少女は、拝殿の前で長いこと手を合わせていた青年を思い出した。

「あの優男か」
「近頃は、ああいった粋な雰囲気の顔が流行りなんだそうですよ。あたしが、あともう少し若かったら放っておかないんですけどねえ」

 年甲斐もなく、ふふふと頬を染める。

「お千代は十分に若いぞ。まだ古希も迎えておらんのじゃろう」
「あらまあ。嬉しいことをおっしゃる。そりゃあ、あかねさまに比べたら、酒屋のご隠居だってひよっこですわ」

 千代は、去年卒寿を迎えた老爺を引き合いに出した。
  
「左之助も最近はとんと顔を見せぬが、息災そうでなによりじゃ」

 うんうんと頷いて、あかねは嬉しそうに饅頭に食らいつく。
 しっとりと白い皮の中ほどに歯を立てると、割れ目から茶褐色のこし餡が顔を出した。
 口に入った分をもぐもぐゴクンと飲み込んでから、不思議そうに小首を傾げる。

「松乃屋は店主が替わったのか? 身体でも悪くしておるのだろうか?」
「いいえぇ。源さんは元気ですよ。若い衆を怒鳴り散らして、いつも娘さんに叱られています。源造さんがどうかしました?」
「いや。それならよいのだ」

 あかねは残りの半分も、小さな疑問と一緒に飲み下した。

 掃除道具を片付けた千代が、小さな包みを差し出す。

「いつも同じもので申し訳ありませんが」
「おぉ。度々、すまぬな。

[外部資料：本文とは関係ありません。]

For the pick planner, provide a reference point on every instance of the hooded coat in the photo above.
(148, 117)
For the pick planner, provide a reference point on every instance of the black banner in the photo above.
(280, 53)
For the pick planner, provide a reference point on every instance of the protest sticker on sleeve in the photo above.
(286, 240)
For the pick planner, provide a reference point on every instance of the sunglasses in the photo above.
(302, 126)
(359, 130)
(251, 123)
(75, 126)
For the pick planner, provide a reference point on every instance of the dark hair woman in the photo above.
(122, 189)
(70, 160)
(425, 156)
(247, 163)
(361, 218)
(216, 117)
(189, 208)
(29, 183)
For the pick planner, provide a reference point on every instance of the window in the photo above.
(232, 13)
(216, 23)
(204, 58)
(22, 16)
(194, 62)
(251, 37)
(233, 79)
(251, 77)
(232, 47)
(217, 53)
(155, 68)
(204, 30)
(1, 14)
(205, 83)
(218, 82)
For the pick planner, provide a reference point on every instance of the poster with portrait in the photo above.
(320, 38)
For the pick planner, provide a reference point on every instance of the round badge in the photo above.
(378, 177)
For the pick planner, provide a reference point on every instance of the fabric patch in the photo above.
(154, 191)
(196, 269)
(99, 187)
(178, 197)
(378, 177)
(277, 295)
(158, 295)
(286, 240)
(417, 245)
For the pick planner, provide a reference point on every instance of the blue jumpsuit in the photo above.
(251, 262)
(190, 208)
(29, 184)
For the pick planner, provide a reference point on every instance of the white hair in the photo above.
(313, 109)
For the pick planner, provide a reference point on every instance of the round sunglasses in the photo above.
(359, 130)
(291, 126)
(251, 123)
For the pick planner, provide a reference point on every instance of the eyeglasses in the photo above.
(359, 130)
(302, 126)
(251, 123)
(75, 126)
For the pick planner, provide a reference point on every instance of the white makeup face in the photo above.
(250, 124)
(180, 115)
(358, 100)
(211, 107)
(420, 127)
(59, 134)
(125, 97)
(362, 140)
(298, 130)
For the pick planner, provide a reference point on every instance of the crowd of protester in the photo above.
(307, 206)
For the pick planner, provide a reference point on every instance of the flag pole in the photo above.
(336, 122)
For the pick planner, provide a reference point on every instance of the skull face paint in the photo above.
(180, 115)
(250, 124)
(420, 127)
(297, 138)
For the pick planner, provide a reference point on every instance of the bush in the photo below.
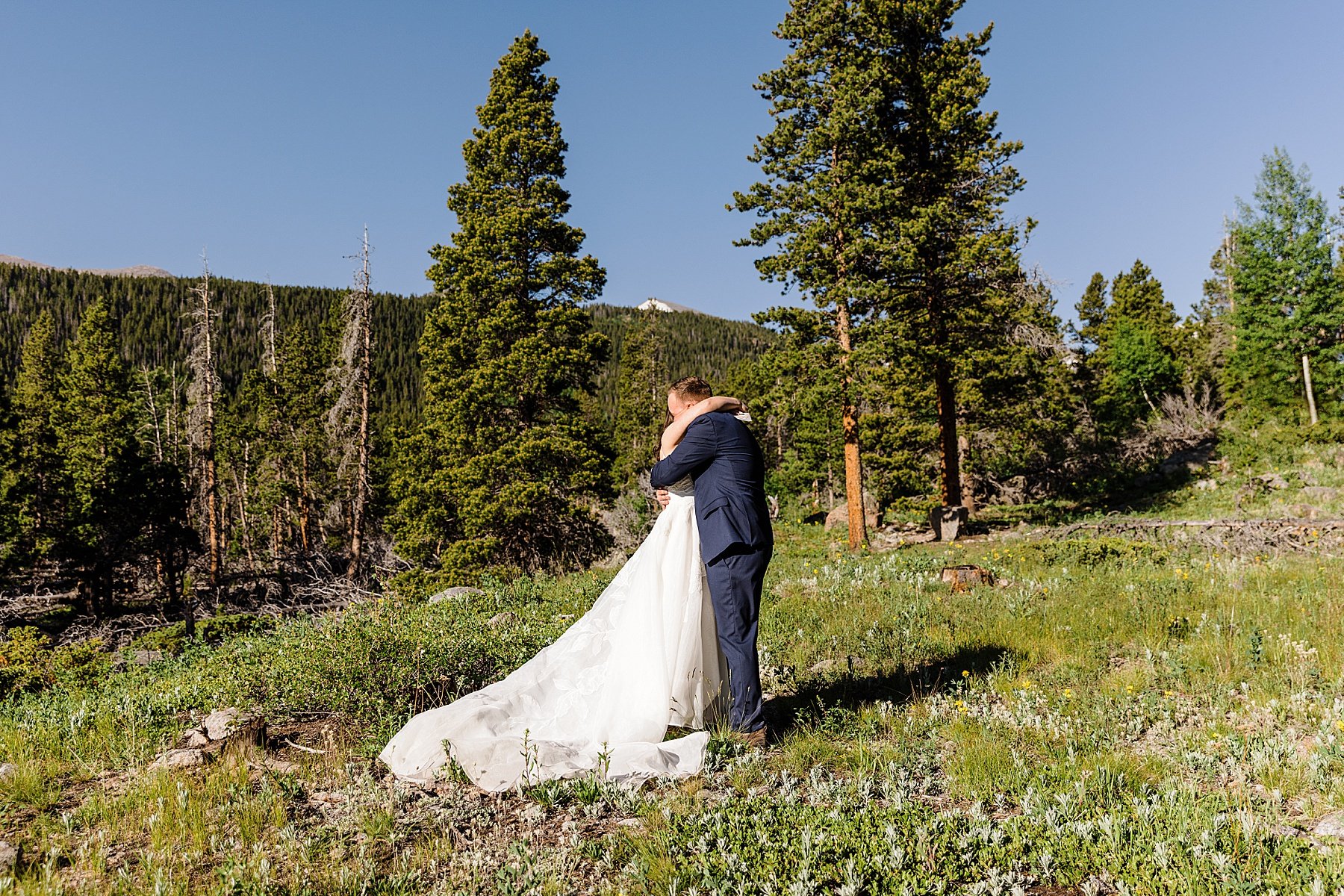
(28, 664)
(1100, 551)
(171, 640)
(25, 662)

ありがたいぞ」

 あかねは両手で受け取って、懐に入れる。

「せがれもようやく、うまく揚げられるようになってきました」
「そうか。それは良かったのぅ」

 跡継ぎの成長を誇らしげ報告して、それではまた、と千代は帰っていった。


 懐の包みを取り出してそっと開ける。
 中身は、お馴染みの油揚げが二枚。
 それをみて、あかねは複雑な笑みを浮かべる。

「お千代よ。じつは(わらわ)、お揚げよりがんものほうが好きなのじゃ」

 独りごちて、ぱくりと油揚げを丸呑みした。